• Reports
  • August 9, 2008
  • 7 minutes read

Three years and three days

Three years and three days

So much for what we had grown used to thinking of, half-jokingly, as the Arab world’s only democracy. Three years and three days after the coup that deposed a much-hated and brutal dictator, Mauritania’s generals decided they would get rid of President Sidi Mohammed Ould Cheikh Abdellahi, an ineffectual politician and undoubtedly bad leader who nonetheless had the merit of having been fairly elected.


 


For the past six weeks, Mauritanian politics (which you will only hear about in the Western press when there’s been a coup, which may be why they have them so often — 10 in the last 50 years) had come to a standstill as MPs from the ruling party rebelled, governments fell or resigned, motions of no-confidence were threatened, and financial improprieties by the first lady were investigated. Outlandish claims of corruption were made (one I saw reported is that Abdellahi spent $2 billion on his family’s travels, a figure which even the notoriously profligate King of Morocco doesn’t reach), and more generally many Mauritanians appeared to be unhappy with problems such as rising jihadist violence that caused the cancellation of the Paris-Dakar earlier this year, poor handling of rocketing food prices (Mauritania regularly suffers from droughts and imports 70% of its food), and other ills. Dissident MPs were reportedly courting the military about doing something about all this, which did not please Abdellahi, who responded by firing the top four generals in the army.


 


It so happened that there were the same people who had carried out the 2005 coup — and indeed charged with protecting the president and the constitution — so they were not about to let that happen. They arrested him and his prime minister, and repeated the same scenario as three years ago: formed a temporary “state council” to govern the country while they promised free and fair elections and the eventual restoration of normal constitutional rule.


 


Except that this time it is a lot less easy to accept the military coup as a form of positive intervention. Even if Abdellahi was corrupt and ineffectual, so much symbolic capital has been spent on legitimizing the previous coup as democratic that justifying this one will be difficult. The suspension of foreign aid by the US, and probably soon the EU, are one sign that things are different. One thing that is important to remember is that the people behind the coup are not only the same ones as in 2005, but that they were also part of the ruling elite under the previous president, Ould Taya.

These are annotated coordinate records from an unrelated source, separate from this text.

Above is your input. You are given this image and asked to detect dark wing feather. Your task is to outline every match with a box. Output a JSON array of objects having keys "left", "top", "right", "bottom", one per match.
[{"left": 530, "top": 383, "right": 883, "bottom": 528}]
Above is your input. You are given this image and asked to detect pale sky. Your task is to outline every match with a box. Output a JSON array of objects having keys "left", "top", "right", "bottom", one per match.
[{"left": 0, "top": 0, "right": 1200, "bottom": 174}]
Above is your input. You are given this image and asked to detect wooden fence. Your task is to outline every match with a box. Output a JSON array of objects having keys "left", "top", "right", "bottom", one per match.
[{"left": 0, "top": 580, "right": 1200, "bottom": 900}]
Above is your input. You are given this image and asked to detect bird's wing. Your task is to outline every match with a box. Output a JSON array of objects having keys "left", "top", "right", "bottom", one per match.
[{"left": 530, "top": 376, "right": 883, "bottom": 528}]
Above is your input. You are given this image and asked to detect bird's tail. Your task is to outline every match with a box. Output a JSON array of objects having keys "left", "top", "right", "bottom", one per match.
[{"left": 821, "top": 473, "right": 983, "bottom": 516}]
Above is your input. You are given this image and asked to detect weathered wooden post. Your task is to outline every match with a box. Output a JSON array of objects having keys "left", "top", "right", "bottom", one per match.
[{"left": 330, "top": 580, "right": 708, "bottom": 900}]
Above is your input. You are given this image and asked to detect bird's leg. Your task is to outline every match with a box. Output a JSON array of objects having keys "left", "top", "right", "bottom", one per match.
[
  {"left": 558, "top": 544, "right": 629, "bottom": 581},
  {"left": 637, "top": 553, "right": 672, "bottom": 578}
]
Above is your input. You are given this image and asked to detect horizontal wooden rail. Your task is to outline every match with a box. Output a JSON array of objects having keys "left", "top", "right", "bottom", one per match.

One might even say that they are the same people who’ve been ruling for decades, more or less. It now seems that the legitimacy the 2005 coup has gone to their heads, and that they think they can intervene every time there’s been a hiccup. So even while Mauritania was given an unlikely veneer of democracy, the army remained capable and willing to intervene at any point rather than let politicians (no matter how inadequately) resolve their problems among themselves. Abdellahi could have been ousted by constitutional means, and chances are that if he had not taken the ill-considered move of sacking the military’s top brass (presumably to replace them with allies) he would have lost his post one way or another.


 


In the meantime, should they want to become more robustly democratic, Mauritanians need a military with less itchy trigger-fingers, new mechanisms to defuse political crises (and, realistically, prevent politicians from too arbitrarily interfering in military affairs). But it would also help if Mauritania’s neighbors (who have been very silent on all this), its distant backers like Saudi Arabia, France or the US, and the international community more generally were to coax the military junta into a deal whereby Abdellahi is restored to power in return for the cancellation of his order sacking the generals. Then, Mauritania’s politicians can decide for themselves whether they should relieve Abdellahi or call for fresh presidential elections.


 


For the rest of the Arab world, there is the usual perplexing scene of illegitimately elected autocrats and monarchs-for-life voicing their concerns for democracy. Perhaps they are secretly rejoicing that dirt-poor, peripheral Mauritania has not turned out to be as democratic as everyone thought and that the sarcastic columns penned by the likes of Fahmy Howeidy, who in 2005 wondered whether “the Mauritanian option” was the solution to the Arab political predicament, will no longer appear.